Who confirmed Clu Gulager’s death? What happened to him?

Clu Gulager, a popular character actor who worked for the New Beverly Cinema for more than six decades, has died, according to the social media arm of the group. On Saturday, Diane Goldner, Gulager’s daughter-in-law, confirmed the news in a family statement that she uploaded to her Facebook page.

About Clu Gulager 

The Tall Man, a 1960s NBC western that starred the Oklahoma-born actor as Billy the Kid, was his first television role after appearances on such classics as Have Gun—Will Travel, Wagon Train, and more.

His 165 IMDb credentials earned him a spot on Mystery Science Theater 3000, and he was a distant relative of Will Rogers, a vaudeville-humorist and vaudeville performer of the 1930s and 1940s. William Martin Gulager was given the nickname Clu, which he shared with an uncle, in reference to the Cherokee word for the type of birds that resided in the area around his house.

About Clu Gulager’s movie roles

To name a few of his earliest credits in the world of television, he appeared on The Untouchables, Playhouse 90, Alfred Hitchcock Presents, and an episode of Have Gun—Will Travel written by Gene Roddenberry. The Tall Man on NBC gave him his first lead role as Billy the Kid, which he played for 75 episodes. He played Sheriff Pat Garrett opposite, Barry Sullivan.

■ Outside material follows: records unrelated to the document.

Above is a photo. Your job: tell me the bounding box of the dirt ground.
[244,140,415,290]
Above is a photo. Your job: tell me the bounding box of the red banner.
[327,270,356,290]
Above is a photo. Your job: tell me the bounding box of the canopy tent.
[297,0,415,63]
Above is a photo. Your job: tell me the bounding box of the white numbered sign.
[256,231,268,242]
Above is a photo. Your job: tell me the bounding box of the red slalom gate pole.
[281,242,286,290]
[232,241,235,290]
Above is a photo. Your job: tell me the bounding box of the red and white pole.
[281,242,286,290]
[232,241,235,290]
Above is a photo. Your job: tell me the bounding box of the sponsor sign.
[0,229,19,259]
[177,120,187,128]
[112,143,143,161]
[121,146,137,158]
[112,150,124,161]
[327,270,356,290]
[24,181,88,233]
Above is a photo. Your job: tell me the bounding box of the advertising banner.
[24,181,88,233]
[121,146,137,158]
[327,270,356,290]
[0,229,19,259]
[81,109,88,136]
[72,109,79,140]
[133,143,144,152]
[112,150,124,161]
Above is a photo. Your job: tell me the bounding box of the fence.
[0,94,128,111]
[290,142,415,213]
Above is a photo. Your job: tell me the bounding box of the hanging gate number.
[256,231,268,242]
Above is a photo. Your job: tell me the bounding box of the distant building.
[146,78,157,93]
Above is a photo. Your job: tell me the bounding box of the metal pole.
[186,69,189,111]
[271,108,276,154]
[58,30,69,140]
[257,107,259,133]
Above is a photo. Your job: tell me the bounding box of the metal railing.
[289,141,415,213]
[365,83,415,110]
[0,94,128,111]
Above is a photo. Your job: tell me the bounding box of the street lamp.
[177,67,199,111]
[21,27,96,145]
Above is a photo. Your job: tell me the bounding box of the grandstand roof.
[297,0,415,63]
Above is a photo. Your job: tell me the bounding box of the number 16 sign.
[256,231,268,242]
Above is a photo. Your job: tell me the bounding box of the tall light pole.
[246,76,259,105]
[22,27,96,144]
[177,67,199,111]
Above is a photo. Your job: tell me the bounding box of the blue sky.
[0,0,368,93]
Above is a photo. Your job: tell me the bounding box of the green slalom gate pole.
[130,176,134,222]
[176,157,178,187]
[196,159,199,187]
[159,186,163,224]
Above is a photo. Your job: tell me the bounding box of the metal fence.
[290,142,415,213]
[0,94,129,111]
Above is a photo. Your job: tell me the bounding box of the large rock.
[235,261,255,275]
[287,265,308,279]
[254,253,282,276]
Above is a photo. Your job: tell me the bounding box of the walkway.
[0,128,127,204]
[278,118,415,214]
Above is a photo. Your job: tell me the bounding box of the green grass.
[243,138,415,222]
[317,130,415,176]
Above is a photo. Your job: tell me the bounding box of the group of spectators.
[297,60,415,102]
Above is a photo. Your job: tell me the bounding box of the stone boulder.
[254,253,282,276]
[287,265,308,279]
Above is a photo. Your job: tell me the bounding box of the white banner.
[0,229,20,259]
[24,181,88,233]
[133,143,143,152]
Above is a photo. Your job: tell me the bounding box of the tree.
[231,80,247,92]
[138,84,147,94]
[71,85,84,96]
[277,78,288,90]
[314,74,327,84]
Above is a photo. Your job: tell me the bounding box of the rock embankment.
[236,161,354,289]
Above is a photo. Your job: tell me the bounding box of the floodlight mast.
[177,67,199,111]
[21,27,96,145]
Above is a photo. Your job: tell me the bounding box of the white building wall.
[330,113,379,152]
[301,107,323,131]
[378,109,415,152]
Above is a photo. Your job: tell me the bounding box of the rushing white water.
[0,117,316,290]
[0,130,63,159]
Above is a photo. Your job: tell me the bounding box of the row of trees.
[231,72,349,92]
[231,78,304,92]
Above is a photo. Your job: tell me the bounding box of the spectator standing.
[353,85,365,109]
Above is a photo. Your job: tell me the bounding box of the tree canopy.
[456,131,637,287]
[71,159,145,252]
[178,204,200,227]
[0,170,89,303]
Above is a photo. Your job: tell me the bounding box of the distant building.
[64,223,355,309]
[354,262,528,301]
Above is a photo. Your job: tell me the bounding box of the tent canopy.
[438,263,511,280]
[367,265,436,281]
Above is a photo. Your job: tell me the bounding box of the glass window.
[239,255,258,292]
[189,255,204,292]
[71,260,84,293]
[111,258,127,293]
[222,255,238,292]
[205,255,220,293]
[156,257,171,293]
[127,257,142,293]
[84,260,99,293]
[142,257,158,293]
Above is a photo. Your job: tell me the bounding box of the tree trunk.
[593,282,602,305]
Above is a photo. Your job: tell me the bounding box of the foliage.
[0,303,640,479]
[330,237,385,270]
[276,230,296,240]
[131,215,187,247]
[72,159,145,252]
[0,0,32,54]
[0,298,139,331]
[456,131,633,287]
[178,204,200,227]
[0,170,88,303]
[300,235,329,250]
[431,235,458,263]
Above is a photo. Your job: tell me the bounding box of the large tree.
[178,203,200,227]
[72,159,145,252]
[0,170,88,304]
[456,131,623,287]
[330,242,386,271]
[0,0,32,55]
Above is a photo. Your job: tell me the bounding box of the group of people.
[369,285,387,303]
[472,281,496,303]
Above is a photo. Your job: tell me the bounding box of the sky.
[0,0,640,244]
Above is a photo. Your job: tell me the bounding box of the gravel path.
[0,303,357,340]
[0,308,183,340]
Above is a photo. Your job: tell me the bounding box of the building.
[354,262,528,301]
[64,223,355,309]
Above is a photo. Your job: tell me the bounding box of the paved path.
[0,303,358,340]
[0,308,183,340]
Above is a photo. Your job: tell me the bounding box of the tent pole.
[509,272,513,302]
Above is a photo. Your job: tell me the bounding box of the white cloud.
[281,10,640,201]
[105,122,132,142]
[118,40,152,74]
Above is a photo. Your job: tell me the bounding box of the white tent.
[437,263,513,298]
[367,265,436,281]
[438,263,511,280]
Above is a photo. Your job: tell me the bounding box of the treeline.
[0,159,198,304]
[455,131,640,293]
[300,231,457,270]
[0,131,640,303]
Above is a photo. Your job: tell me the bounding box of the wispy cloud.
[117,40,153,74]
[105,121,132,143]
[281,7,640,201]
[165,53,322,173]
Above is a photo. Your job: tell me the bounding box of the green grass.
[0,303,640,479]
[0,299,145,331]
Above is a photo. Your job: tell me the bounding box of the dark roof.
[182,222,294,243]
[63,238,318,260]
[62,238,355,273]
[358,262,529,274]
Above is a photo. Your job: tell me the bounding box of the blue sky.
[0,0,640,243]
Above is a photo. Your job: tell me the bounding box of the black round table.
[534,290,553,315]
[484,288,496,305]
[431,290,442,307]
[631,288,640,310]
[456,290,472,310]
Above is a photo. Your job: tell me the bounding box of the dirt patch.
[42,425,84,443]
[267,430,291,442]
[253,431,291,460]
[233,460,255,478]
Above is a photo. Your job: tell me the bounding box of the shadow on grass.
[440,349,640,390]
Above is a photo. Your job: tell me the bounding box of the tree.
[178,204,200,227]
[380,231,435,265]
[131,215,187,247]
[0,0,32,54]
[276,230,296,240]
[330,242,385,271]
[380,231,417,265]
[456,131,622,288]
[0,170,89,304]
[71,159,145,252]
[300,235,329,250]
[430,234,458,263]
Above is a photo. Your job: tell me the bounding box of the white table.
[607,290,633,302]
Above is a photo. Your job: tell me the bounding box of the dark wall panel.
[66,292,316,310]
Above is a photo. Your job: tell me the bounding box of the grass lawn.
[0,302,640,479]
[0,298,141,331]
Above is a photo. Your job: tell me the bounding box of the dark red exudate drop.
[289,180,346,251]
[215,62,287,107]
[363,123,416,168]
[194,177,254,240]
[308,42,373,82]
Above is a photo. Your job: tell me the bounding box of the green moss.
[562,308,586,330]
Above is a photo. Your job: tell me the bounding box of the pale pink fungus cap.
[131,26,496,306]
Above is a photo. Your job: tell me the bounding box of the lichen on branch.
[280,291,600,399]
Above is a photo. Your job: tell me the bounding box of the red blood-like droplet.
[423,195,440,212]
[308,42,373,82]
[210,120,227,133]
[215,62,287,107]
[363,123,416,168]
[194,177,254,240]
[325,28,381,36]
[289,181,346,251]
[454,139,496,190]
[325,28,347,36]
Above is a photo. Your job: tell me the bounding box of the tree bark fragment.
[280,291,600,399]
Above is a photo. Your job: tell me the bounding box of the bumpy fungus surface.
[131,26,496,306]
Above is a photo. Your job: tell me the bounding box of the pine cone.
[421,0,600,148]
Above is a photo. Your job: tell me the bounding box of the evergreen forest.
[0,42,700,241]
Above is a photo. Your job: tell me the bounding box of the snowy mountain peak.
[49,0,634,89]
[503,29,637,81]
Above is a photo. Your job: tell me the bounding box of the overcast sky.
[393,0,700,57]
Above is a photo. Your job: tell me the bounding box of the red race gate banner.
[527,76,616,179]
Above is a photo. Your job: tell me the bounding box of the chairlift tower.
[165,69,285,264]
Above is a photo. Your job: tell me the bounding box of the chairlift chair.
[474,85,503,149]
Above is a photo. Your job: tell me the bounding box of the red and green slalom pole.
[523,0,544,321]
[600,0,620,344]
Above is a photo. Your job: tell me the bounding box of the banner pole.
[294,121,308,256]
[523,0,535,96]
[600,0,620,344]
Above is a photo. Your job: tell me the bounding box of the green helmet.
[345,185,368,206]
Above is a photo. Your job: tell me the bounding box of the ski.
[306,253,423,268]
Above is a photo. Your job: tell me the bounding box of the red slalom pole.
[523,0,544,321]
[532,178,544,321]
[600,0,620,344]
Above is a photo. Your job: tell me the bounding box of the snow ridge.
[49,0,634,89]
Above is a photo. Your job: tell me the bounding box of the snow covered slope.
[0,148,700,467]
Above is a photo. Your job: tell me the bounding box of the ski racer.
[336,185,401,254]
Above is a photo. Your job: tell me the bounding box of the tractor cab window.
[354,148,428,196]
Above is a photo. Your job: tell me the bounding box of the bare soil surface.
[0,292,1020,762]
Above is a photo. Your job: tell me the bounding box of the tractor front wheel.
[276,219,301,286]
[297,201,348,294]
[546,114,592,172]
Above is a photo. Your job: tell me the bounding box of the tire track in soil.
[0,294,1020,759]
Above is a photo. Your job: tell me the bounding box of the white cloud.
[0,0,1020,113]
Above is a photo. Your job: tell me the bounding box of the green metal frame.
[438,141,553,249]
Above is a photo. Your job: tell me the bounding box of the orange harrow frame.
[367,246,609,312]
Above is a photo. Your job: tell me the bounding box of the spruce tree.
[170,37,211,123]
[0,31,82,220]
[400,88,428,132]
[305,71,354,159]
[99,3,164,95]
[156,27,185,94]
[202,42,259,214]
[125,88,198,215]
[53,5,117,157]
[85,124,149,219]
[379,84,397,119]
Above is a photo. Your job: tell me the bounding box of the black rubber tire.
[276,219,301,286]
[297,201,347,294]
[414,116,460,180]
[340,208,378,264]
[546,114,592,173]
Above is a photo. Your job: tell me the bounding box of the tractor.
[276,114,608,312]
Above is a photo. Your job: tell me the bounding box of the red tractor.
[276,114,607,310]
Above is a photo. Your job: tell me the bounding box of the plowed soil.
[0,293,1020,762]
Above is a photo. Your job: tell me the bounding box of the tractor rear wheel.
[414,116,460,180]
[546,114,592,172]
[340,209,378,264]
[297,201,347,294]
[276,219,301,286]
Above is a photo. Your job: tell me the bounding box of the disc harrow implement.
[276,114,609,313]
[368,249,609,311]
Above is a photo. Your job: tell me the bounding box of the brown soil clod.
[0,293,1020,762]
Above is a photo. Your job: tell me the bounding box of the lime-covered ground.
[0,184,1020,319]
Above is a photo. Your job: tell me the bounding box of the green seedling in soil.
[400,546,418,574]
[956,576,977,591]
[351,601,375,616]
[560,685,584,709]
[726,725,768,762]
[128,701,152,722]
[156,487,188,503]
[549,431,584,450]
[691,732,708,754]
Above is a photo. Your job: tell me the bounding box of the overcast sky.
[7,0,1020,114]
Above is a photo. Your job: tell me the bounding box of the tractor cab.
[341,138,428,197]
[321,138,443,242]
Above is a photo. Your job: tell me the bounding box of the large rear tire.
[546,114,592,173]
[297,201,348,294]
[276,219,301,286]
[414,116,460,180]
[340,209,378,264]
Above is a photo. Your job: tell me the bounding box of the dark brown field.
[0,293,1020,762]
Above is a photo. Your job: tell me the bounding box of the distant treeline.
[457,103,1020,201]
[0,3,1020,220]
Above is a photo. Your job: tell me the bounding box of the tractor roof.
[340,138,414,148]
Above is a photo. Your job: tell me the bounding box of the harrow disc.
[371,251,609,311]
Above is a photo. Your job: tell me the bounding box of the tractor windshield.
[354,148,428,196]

In 1964, he co-starred with John Cassavetes, Lee Marvin, and future president Ronald Reagan in Don Siegel’s tough-guy adaptation of The Killers (based on Ernest Hemingway’s short tale of the same name).

With recurring appearances on popular shows like The Virginian and others that have faded into obscurity, Gulager remained working in the 1960s at a rapid pace. Even though Mystery Science Theater 3000 only ran for seven episodes, the pilot episode of San Francisco International Airport was revived on the show.

During the Cannes Film Festival in 1969, he directed an avant-garde short film called A Day with the Boys, which was shot by New Hollywood legend László Kovács.

Later in his life, Gulager was regular at conventions, typically speaking at the New Beverly Cinema in Los Angeles. Even Quentin Tarantino, the theater’s owner, cast him as the cashier who hands Margot Robbie’s Sharon Tate a copy of Tess d’Urbeville in his final performance.

Cinephiles were saddened to learn of his departure, yet remembered him with affection.